Who is signing? And can they sign?

Most cannabis contracts are between entities, not individuals. When an entity is a party to a contract, a person needs to sign on behalf of the entity. So, each signing party will need to designate an individual who can fulfill this role. And that person will need to be properly authorized to do the signing.

Authorization here is a key concept. Generally speaking, only certain persons are authorized to sign contracts and bind an entity. For example, a budtender probably wouldn’t be authorized to sign a cannabis lease. Usually, signature authority is reserved to officers or managers of a company. At the same time, non-officer procurement employees may be authorized to sign purchase agreements (but not employment agreements). It really depends on the circumstances.

Because of this, you’ll often see representations within a cannabis contract that the person signing on behalf of a company is fully authorized to do so. Still, it’s important to determine whether the signing counter-party actually has that authority, especially if their identified title is one that generally does not have that kind of authority. It will make for one less thing to fight about if a deal goes south.

How are cannabis contracts signed?

Now let’s say two entities have negotiated a cannabis contract to finality, have selected duly authorized officers to sign, and are ready to sign. Now how do they sign? Do they need to drive to the same office and hand sign the same original copy? Can they each print, sign, scan, and exchange counterpart signature pages? Can they sign with Adobe or some kind of digital signature tool? Can they use DocuSign or an e-signature tool?

The answer to this question is: it depends. There are a few things that parties absolutely have to consider:

  1. Does state law require wet (hand) signatures for this type of cannabis contract?
  2. Must the cannabis contract be notarized under state law? If so, is a digital or e-signature notary sufficient or does it need to be a wet signature?
  3. Even if state law allows digital or electronic signatures, do the circumstances warrant wet signatures? There may be circumstances where, despite state law, an original signature is important. For example, states may be silent on whether a personal guaranty must have a wet signature, but many lenders nevertheless insist on hand signatures on personal guarantees so that there can be no dispute about validity later down the road.
  4. If digital or e-signatures are permitted, what are the specific requirements under applicable law? And what did the parties say about signatures within the cannabis contract? Some jurisdictions require parties to consent to electronic signatures in certain manners, which means you’ll often see cannabis contract provisions authorizing e-signatures.
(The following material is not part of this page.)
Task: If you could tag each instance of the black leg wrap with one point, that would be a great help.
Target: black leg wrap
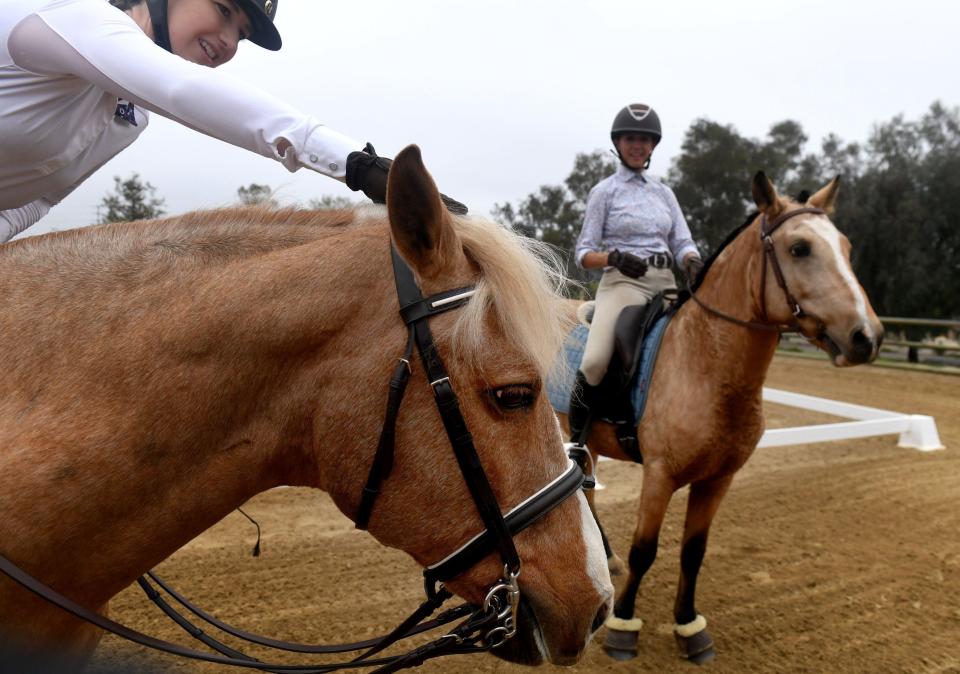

What happens if someone doesn’t sign the cannabis contract?

Here’s a relatively common fact pattern: Company A and Company B negotiate a cannabis contract, which is in final form. One or both of the parties does not sign the contract. But, the parties perform under the contract as if it had been signed. A dispute arises and one side wants to claim breach of the contract. What happens?

The answer is complicated, and depends on state law and the circumstances. In some cases, a court may find that the contract was binding on the parties despite not being executed, if the parties performed consistently with the terms of the unsigned cannabis contract. Fact patterns usually aren’t that neat though – most of the time in these circumstances, the parties perform sort of in line with the unsigned contract, which leads to an awful lot of headbanging in subsequent litigation.

The point here – which is one I often make – is that it’s always better to just properly sign a contract rather than deal with the repercussions down the road.